The grand political narratives around the COP21 conference in Paris will barely touch on one crucial aspect – food. The Paris talks are of vital importance, not just for climate change itself but for framing what kind of food economy follows. And why does food matter for climate change? Well, it’s a major factor driving it yet barely gets a mention.
From growing food to processing and packaging it, from transporting to selling it, cooking it, eating it and throwing it away – the whole chain contributes significantly to greenhouse gas emissions. Livestock alone makes up 14.5% of all anthropogenic greenhouse gas emissions. And agriculture emissions have increased rapidly in the last decade, as global diets and tastes change. Deforestation and forest degradation (often because of agricultural expansion) cause an estimated 17% of global greenhouse gas emissions.
People used to argue that this was a regrettable cost of progress. But most analysts now think differently, reminding us that the current food system is failing many. Almost 800m people in the world are hungry, at least two billion are not getting enough nutrients, and 1.9 billon adults are overweight or obese (39% of all adults over 18 years of age). Meanwhile, a third of all food produced globally is lost or wasted.
Consumers are voters
Sobering evidence like this has mounted for years but climate change policy makers have focused on energy rather than food. This policy blind spot is because tackling food emissions means tackling consumers. And consumers vote. Politicians have endless rationalisations for inaction: eating more is a sign of affluence and cheaper food is an indicator of prosperity. Don’t meddle with food – it’s about freedom of choice. So the result is that both Right and Left would rather not confront or help their voters.
Many politicians also think that tackling food emissions would mean they’d have to persuade business to take the issue seriously. It’s true that some agribusinesses are hostile to change, but others have read the writing on the wall. Even some nervous politicians see the folly of food waste.
The waste issue exposes the inefficiencies of the food system that have emerged in recent decades. More food is being produced, processed and consumed, yet more is also being wasted.

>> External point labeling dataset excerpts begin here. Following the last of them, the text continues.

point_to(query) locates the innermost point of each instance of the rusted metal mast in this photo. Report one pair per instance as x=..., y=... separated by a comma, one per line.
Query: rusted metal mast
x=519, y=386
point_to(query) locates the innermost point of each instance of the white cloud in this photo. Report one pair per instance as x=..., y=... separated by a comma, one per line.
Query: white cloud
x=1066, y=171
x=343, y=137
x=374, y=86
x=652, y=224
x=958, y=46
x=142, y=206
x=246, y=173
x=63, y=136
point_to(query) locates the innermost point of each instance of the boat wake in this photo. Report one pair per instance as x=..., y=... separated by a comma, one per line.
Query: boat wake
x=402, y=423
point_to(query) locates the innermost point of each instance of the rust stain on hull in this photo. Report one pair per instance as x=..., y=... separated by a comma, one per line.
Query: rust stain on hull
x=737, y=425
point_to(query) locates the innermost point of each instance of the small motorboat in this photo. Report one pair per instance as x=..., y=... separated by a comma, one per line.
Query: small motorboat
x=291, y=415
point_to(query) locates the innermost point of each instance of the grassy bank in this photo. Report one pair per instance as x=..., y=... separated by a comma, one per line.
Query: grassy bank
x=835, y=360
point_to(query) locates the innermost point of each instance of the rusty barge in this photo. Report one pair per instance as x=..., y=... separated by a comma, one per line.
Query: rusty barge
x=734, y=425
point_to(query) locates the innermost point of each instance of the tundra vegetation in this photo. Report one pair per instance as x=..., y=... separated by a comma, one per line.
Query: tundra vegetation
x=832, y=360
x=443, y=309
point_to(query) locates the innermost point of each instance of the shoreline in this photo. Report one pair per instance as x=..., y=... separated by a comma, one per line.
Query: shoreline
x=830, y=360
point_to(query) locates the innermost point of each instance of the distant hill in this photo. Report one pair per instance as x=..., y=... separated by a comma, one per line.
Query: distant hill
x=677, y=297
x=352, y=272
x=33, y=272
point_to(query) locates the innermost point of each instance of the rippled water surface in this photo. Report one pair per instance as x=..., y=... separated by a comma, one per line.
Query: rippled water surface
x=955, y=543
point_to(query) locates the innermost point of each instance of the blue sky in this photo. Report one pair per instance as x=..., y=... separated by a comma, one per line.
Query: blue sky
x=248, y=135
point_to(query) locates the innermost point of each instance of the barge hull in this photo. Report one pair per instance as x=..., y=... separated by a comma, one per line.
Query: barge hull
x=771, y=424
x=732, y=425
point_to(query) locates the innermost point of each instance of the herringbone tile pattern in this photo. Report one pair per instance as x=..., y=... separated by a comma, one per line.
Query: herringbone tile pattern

Pressure to do something about food around COP21 was signalled when some “Big Food” companies went public about worries that they – not just the poor – will be destabilised by climate change. Coca Cola, Walmart and PepsiCo have signed up to US president Barack Obama’s American Business Act on Climate promising to reduce their carbon emissions. In the UK, meanwhile, Tesco, Nestle and Unilever have reportedly urged David Cameron to rethink his policy on cutting green energy subsidies.
But Big Food cannot sort out climate change. It is locked into the issue of unsustainable food, too – in hock to consumers who have become used to what an industrialised globalised food system offers them. So are we doomed?
No. But we do need a new framework. Since neither Big Food, nor consumers, nor individual political parties can tackle this issue alone, what’s needed is a systemic approach. We need to recognise the different players on the global food stage, their different relationships, their different perspectives. We need to understand that food emissions are happening within a broader social, economic, cultural and environmental context. Such thinking is emerging in the consumer response to obesity.
Systemic change is easier said than done, of course. But we take heart from the fact that the kind of food culture and food system that now contributes to climate change and many other health and environmental problems was created by humans, so humans can now chart a different course. At the academic level, our Innovative Food Systems Teaching and Learning programme (IFSTAL) is building the kind of interdisciplinary thinking – from anthropology to zoology – which we need to reframe food systems in the long term public interest.
At the policy level, politicians must accept the systemic nature of the problem. No single interest group or politician can resolve this on their own. Next, they must agree a phased 30-year change of course from what is the legacy of 70 years of building a food system oriented mainly on increasing output. New indicators are needed. Not on the amount of food – there is already huge over-production – but the number of people fed per hectare. Productionism is out of date. The future is about sustainable systems delivering sustainable diets.
While the arguments are over the numbers and targets, there surely ought to be a commitment to shift away from diets and production systems which are high in emissions. This almost certainly means more horticulture and less meat and dairy, a food culture which would also be good for health, jobs and environment.
Getting the whole food system to change is a seriously big challenge. But one thing is clear: no change in food means no gain in climate change prevention.